Microsoft has issued a series of four 'important' bulletins as part of its monthly patch cycle.
The flaw, which was discovered by security researcher Dan Kaminsky, affects multiple vendors, including Cisco. The Microsoft products affected by the flaw are detailed in Microsoft Security Bulletin MS08-037. DNS spoofing involves making a DNS entry point to a different IP address.
The spoofing vulnerability exists in Windows DNS clients and Windows DNS servers, and could allow an attacker to "quickly and reliably spoof responses and insert records into the DNS server or client cache, thereby redirecting internet traffic", Microsoft warned.
All supported versions of Microsoft Windows 2000, Windows XP, Windows Server 2003 and Windows Server 2008 are affected by the flaw. Microsoft claims its security update addresses the vulnerabilities by using "strongly random" DNS transaction IDs, using random sockets for UDP queries, and updating the logic used to manage the DNS cache.
However, this flaw affects many more vendors. According to US-CERT vulnerability note 800113, vendors known to be vulnerable to this flaw include Cisco, the Internet Software Consortium, Juniper Networks, Microsoft, Nominum, Red Hat and Sun. Other potentially affected vendors include Akamai, Apple, Debian/GNU Linux, Fedora, FreeBSD, Gentoo, HP, IBM, Motorola, Nokia and Ubuntu.

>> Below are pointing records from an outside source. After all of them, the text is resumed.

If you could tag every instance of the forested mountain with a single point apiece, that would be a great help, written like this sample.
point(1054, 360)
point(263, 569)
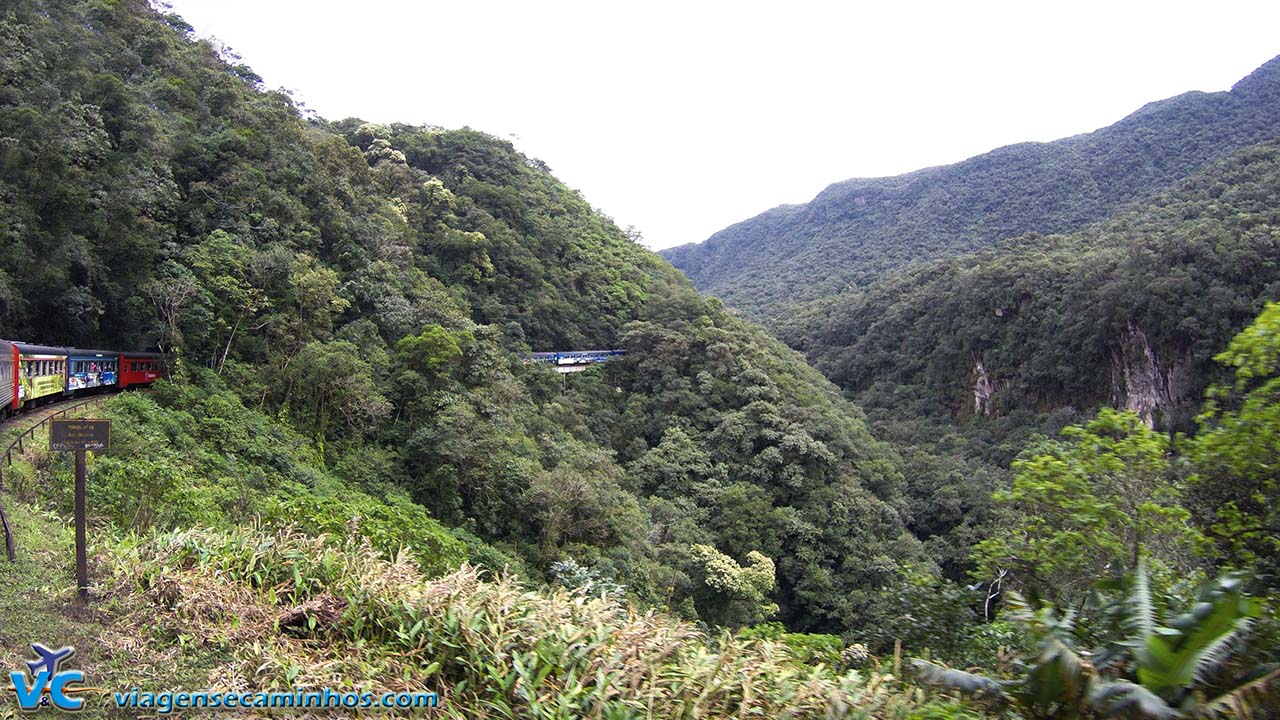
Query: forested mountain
point(376, 288)
point(1127, 313)
point(860, 229)
point(356, 478)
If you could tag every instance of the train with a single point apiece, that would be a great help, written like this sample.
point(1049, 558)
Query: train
point(35, 374)
point(577, 356)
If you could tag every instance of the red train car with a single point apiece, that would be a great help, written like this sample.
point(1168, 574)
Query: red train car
point(8, 379)
point(140, 369)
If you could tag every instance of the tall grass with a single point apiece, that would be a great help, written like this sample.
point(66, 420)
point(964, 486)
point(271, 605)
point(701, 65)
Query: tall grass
point(304, 611)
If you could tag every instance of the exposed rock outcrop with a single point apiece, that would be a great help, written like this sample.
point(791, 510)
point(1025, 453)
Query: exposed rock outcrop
point(982, 390)
point(1144, 384)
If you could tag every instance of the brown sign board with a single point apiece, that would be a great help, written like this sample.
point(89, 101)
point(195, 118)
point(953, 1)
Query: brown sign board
point(80, 433)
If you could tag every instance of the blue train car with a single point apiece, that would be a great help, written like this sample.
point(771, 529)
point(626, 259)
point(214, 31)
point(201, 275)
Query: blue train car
point(8, 379)
point(41, 373)
point(91, 370)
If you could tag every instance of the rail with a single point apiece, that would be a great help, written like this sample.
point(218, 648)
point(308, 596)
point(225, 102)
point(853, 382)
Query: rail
point(17, 442)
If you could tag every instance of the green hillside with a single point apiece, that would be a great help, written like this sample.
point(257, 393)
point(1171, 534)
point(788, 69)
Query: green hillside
point(860, 229)
point(1127, 313)
point(375, 291)
point(356, 477)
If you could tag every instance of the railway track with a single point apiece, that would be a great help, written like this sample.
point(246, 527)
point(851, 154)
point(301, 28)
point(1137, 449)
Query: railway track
point(32, 420)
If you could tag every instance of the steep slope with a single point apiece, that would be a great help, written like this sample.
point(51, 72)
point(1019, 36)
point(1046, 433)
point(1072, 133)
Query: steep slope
point(1125, 313)
point(374, 290)
point(860, 229)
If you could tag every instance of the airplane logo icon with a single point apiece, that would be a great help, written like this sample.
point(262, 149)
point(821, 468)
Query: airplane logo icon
point(50, 660)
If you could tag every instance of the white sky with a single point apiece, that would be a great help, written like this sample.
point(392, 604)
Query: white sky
point(682, 118)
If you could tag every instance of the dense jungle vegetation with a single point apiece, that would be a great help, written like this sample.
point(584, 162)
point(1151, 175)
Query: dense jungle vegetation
point(859, 231)
point(355, 478)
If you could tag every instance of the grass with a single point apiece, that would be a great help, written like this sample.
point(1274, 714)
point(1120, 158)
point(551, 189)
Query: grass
point(39, 604)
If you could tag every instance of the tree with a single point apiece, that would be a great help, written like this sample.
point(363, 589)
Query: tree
point(1162, 665)
point(1104, 500)
point(732, 595)
point(1237, 451)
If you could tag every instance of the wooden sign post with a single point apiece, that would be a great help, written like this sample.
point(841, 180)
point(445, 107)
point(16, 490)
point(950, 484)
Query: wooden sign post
point(80, 436)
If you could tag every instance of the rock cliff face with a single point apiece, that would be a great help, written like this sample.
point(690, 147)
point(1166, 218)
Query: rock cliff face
point(1143, 383)
point(982, 390)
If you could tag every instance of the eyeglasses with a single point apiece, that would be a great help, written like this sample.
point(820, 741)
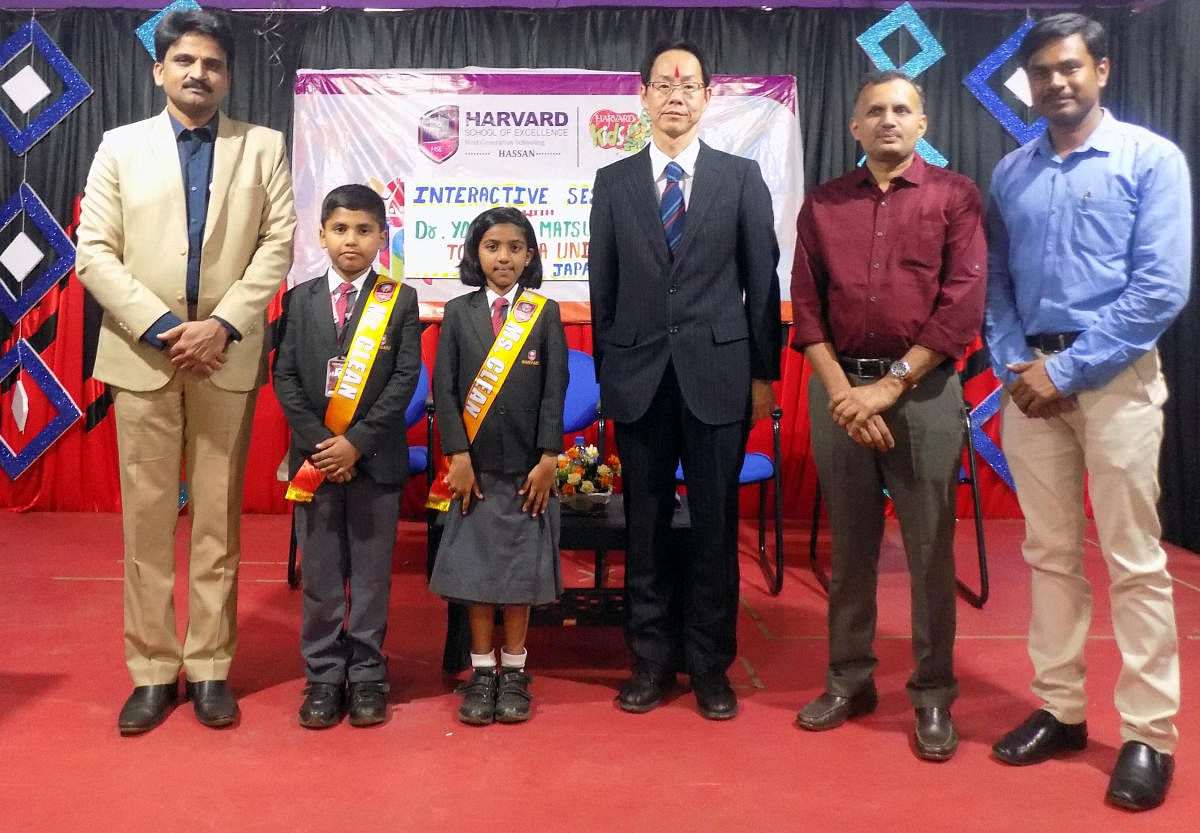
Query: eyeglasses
point(689, 88)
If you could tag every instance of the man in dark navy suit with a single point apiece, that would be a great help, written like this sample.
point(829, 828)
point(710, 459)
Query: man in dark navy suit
point(687, 339)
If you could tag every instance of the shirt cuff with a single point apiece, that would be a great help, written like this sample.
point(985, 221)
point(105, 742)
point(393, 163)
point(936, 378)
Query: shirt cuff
point(233, 330)
point(167, 321)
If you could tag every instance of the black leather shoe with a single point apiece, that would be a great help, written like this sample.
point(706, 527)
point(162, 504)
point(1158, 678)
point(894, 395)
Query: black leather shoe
point(829, 711)
point(1039, 738)
point(513, 699)
point(478, 697)
point(935, 735)
point(714, 696)
point(147, 707)
point(213, 702)
point(1140, 778)
point(645, 689)
point(369, 702)
point(323, 706)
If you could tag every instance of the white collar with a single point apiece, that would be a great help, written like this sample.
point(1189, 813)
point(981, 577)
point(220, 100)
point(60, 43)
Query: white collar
point(685, 159)
point(334, 280)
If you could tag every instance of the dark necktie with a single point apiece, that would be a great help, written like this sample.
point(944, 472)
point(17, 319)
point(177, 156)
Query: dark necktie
point(343, 303)
point(671, 208)
point(499, 312)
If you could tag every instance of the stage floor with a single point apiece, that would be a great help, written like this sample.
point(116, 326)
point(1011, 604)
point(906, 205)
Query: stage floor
point(580, 765)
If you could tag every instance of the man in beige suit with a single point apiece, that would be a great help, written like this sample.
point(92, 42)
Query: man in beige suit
point(185, 234)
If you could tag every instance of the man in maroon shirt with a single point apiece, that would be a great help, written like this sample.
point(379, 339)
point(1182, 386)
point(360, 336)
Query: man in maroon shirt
point(887, 292)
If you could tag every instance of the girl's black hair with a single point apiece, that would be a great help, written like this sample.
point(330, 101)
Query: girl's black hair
point(471, 273)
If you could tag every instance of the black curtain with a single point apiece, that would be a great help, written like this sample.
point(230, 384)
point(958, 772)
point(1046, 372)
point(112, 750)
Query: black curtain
point(1156, 82)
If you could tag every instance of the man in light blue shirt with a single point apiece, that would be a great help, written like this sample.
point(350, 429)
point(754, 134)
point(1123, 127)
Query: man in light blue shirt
point(1090, 237)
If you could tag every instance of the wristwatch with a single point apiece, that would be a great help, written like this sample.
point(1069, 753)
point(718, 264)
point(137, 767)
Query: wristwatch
point(903, 371)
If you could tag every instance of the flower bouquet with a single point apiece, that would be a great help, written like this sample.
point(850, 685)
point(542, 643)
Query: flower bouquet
point(585, 483)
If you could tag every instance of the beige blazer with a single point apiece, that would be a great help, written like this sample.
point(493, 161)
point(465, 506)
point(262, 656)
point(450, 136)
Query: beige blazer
point(132, 247)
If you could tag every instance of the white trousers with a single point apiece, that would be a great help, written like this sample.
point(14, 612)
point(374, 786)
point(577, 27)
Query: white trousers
point(1115, 436)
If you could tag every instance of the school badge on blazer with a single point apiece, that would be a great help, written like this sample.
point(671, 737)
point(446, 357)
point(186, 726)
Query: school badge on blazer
point(523, 311)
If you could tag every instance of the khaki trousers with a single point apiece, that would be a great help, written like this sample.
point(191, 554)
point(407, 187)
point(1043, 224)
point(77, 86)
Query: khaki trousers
point(189, 420)
point(1115, 436)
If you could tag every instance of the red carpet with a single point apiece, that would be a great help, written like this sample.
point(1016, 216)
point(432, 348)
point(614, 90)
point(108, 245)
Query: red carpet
point(580, 765)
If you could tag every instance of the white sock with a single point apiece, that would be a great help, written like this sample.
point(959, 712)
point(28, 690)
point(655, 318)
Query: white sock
point(514, 660)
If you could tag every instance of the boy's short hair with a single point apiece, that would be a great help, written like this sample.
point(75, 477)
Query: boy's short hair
point(354, 197)
point(1057, 27)
point(667, 46)
point(471, 273)
point(187, 21)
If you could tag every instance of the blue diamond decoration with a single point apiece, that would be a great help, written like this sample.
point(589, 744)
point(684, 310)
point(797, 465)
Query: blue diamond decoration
point(985, 448)
point(904, 17)
point(66, 411)
point(25, 199)
point(931, 51)
point(145, 31)
point(76, 88)
point(977, 82)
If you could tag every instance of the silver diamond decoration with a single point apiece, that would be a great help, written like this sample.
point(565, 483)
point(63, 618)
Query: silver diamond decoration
point(21, 406)
point(21, 256)
point(1019, 85)
point(27, 89)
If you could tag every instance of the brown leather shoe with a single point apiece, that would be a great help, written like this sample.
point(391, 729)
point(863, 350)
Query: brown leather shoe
point(147, 707)
point(1039, 738)
point(1140, 778)
point(829, 711)
point(935, 735)
point(323, 706)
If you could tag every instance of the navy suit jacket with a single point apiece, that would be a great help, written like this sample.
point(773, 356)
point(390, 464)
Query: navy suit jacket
point(310, 340)
point(712, 310)
point(527, 414)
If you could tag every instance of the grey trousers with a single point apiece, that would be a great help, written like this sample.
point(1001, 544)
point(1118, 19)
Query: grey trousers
point(346, 537)
point(921, 475)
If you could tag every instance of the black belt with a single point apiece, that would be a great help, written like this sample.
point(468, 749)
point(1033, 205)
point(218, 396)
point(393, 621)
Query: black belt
point(1051, 342)
point(870, 369)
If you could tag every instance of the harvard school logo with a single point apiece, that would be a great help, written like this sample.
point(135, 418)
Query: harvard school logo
point(383, 291)
point(437, 132)
point(523, 311)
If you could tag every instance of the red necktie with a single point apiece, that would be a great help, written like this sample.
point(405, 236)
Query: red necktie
point(342, 304)
point(499, 312)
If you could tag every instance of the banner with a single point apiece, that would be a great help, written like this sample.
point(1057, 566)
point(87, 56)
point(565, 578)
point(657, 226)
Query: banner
point(442, 147)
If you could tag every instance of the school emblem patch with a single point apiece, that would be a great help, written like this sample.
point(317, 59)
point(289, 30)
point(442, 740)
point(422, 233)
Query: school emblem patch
point(523, 311)
point(384, 291)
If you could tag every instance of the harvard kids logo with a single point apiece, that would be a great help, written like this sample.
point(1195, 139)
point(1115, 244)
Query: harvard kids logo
point(437, 132)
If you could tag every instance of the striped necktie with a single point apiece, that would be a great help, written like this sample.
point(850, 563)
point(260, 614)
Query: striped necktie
point(499, 312)
point(671, 208)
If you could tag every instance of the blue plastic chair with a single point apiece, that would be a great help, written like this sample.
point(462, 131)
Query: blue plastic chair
point(582, 405)
point(760, 468)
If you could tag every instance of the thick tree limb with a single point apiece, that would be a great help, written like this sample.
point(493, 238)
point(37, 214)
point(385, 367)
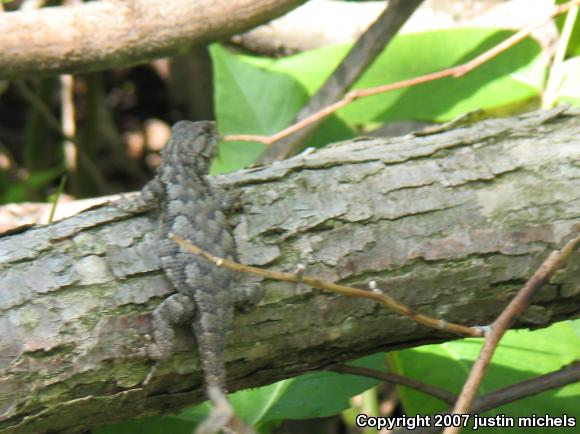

Microsoft's July Patch Tuesday also included bulletin MS08-040, which addresses vulnerabilities in Microsoft SQL server. The flaws are page reuse, buffer overflow and memory corruption vulnerabilities, and affect SQL Server 7.0, SQL Server 2000, SQL Server 2005, Microsoft Data Engine (MSDE) 1.0, Microsoft SQL Server 2000 Desktop Engine (MSDE 2000), Microsoft SQL Server 2005 Express Edition, Microsoft SQL Server 2000 Desktop Engine (WMSDE) and Windows Internal Database (WYukon).
Patch Tuesday also saw the release of bulletin MS08-038, which gave details of a saved-search vulnerability in Windows Explorer that affects multiple operating systems including Vista. Bulletin MS08-039 also gave details of cross-site scripting vulnerabilities in Outlook Web Access.